The dummies mimic the weight proportions, dimensions as well as the articulation of a human body. They are instruments used to gather data regarding the dummy’s dynamic behavior while simulating vehicle impacts or collisions. The data collected from the used crash test dummies include the crushing force generating during the impact, impact velocity, body torque, bending direction, folding action as well as deceleration values during the collision.
Alderson’s crash test dummies
Crash test dummies have been used since 1949. In 1950, a dummy was created by Samuel W. Alderson of the Alderson Research Labs and was used to perform crash tests for both aircraft and motor vehicles.
Alderson also created the VIP-50 series dummy for crash testing operations performed by Ford and General Motors.
GM Motors combined the capabilities of the VIP series by Alderson and the Sierra Stan dummy made by Sierra Engineering Co. to form a Hybrid 1 male dummy used for vehicle crash testing.
Kinds of crash test dummies
- Side Impact Dummy. Data such as spine and rib deceleration as well as those resulting from compression of chest cavity can be obtained from a side impact dummy.
- Rear Impact Dummy. This is designed to provide information with regards to whiplash and also helps designers in designing reliable head and neck restraining devices.
- Child dummy. This dummy is used to test the reliable of child restraining devices such as airbags and seat belts.
- Facial Impact Dummy. An advanced dummy called Thor has a more human like pelvis and spine while its face has multiple face sensors that reliably help in evaluating facial impacts at a high level.
How crash test dummies work
A full scale anthropomorphic test device is first subjected to calibration before being set up for a crash test.

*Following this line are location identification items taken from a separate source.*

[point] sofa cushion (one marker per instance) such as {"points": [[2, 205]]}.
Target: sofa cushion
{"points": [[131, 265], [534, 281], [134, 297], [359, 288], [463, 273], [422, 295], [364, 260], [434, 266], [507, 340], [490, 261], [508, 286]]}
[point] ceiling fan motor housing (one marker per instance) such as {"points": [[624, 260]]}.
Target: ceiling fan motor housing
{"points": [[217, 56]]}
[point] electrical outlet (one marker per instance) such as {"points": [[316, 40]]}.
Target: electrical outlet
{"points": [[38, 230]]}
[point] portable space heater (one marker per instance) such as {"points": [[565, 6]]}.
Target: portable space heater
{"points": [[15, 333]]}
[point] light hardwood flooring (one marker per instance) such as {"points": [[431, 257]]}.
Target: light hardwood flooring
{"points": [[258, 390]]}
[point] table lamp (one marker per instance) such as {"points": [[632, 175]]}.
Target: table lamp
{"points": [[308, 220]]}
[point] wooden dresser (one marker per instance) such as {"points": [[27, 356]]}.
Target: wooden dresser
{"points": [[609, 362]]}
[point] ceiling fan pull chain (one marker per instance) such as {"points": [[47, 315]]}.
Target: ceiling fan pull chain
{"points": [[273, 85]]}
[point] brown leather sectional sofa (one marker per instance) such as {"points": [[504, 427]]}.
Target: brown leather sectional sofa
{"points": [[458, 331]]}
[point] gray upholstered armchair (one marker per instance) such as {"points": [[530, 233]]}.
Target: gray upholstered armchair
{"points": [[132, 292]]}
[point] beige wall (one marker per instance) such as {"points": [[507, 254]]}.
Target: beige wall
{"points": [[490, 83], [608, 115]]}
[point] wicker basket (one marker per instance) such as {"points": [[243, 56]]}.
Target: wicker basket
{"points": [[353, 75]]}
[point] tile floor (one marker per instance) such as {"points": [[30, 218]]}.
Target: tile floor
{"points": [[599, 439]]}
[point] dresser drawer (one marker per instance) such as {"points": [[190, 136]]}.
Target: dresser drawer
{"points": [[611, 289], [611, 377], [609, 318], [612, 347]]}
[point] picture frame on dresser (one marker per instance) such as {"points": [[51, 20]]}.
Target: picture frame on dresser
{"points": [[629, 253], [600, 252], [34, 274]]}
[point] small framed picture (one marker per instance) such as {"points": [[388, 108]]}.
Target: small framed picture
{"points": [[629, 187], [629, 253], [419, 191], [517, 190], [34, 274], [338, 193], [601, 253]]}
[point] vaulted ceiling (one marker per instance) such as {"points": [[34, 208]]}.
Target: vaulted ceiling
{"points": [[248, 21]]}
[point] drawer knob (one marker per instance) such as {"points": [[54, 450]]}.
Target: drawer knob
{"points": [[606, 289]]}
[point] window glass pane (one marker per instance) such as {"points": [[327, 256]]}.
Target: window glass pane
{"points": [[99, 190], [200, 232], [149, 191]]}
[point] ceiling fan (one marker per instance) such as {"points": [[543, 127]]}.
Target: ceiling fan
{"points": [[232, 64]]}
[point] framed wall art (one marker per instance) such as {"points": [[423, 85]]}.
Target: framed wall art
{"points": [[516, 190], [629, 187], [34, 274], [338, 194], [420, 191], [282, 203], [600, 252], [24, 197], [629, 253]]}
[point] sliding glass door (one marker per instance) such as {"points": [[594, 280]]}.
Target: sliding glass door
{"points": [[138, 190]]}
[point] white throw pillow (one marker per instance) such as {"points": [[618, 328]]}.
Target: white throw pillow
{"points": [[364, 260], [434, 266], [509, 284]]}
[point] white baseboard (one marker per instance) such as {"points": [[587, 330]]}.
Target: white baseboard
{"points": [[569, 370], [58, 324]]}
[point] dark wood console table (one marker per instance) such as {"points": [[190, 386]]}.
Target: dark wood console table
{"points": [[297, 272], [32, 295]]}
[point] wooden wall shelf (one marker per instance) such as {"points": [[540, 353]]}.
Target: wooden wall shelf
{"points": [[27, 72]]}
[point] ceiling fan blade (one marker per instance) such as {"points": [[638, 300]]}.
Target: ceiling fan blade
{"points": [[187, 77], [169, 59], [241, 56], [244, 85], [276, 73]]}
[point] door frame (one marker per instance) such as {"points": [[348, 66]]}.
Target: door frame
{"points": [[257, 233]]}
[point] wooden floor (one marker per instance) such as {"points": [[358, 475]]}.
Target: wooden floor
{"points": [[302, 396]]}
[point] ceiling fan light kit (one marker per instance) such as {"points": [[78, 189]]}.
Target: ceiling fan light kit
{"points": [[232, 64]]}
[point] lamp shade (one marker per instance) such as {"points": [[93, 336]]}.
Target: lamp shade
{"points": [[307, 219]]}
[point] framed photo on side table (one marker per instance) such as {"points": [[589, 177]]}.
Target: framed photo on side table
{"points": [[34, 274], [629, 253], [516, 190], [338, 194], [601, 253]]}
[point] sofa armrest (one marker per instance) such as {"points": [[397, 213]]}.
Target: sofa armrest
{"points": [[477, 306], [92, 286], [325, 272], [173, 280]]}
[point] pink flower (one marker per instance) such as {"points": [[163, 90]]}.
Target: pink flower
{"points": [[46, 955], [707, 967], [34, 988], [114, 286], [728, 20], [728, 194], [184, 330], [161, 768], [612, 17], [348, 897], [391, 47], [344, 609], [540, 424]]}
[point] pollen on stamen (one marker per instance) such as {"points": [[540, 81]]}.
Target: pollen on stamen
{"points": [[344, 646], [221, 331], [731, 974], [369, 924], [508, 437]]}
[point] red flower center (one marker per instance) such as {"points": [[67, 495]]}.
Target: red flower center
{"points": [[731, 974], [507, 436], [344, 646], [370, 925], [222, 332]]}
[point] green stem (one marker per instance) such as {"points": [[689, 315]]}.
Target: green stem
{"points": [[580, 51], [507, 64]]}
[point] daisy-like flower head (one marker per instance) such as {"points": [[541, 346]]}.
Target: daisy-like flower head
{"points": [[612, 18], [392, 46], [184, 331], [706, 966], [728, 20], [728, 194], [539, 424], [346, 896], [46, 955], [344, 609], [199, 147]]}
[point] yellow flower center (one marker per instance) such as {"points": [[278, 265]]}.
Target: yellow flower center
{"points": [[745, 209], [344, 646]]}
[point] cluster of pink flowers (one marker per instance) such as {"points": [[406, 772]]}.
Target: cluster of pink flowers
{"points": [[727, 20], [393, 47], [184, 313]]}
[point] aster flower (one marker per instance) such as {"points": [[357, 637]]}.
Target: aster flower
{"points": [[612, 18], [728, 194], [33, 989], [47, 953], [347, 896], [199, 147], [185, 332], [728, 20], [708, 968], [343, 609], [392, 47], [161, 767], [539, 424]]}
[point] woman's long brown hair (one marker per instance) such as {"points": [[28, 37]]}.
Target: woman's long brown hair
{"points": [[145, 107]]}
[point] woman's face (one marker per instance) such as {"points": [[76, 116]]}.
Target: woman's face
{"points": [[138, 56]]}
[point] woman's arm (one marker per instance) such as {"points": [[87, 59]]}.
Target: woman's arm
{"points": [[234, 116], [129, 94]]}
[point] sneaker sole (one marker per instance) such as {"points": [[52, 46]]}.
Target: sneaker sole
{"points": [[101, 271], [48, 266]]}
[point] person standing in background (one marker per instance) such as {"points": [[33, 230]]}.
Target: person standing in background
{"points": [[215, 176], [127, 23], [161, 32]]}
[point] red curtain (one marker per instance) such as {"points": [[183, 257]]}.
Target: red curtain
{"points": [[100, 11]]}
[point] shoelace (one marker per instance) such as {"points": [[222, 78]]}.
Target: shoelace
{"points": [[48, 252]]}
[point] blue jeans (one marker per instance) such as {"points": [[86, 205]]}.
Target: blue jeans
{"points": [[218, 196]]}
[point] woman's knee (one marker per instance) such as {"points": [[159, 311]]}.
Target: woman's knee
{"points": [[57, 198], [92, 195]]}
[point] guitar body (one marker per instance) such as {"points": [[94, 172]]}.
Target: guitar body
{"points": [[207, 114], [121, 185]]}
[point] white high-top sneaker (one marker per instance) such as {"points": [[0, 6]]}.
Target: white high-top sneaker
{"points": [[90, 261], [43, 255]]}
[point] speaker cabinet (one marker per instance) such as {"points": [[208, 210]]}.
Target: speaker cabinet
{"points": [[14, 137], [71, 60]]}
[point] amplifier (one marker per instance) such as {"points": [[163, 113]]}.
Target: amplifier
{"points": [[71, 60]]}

The dummy is placed inside the test vehicle and secured to a seating position prior to marking on either the head and the knees. Most dummies have a leather skin while the dummy knees are installed with metal probe for checking proper puncture. About 50 data channels are usually installed from the head to the ankle of the dummy so as to be capable of recording of up to 30000 data items for each 100 to 150 millisecond crash. The data are initially stored in the data repository at the chest of the dummy. The collected data are downloaded into computer after the crash test has been finalized.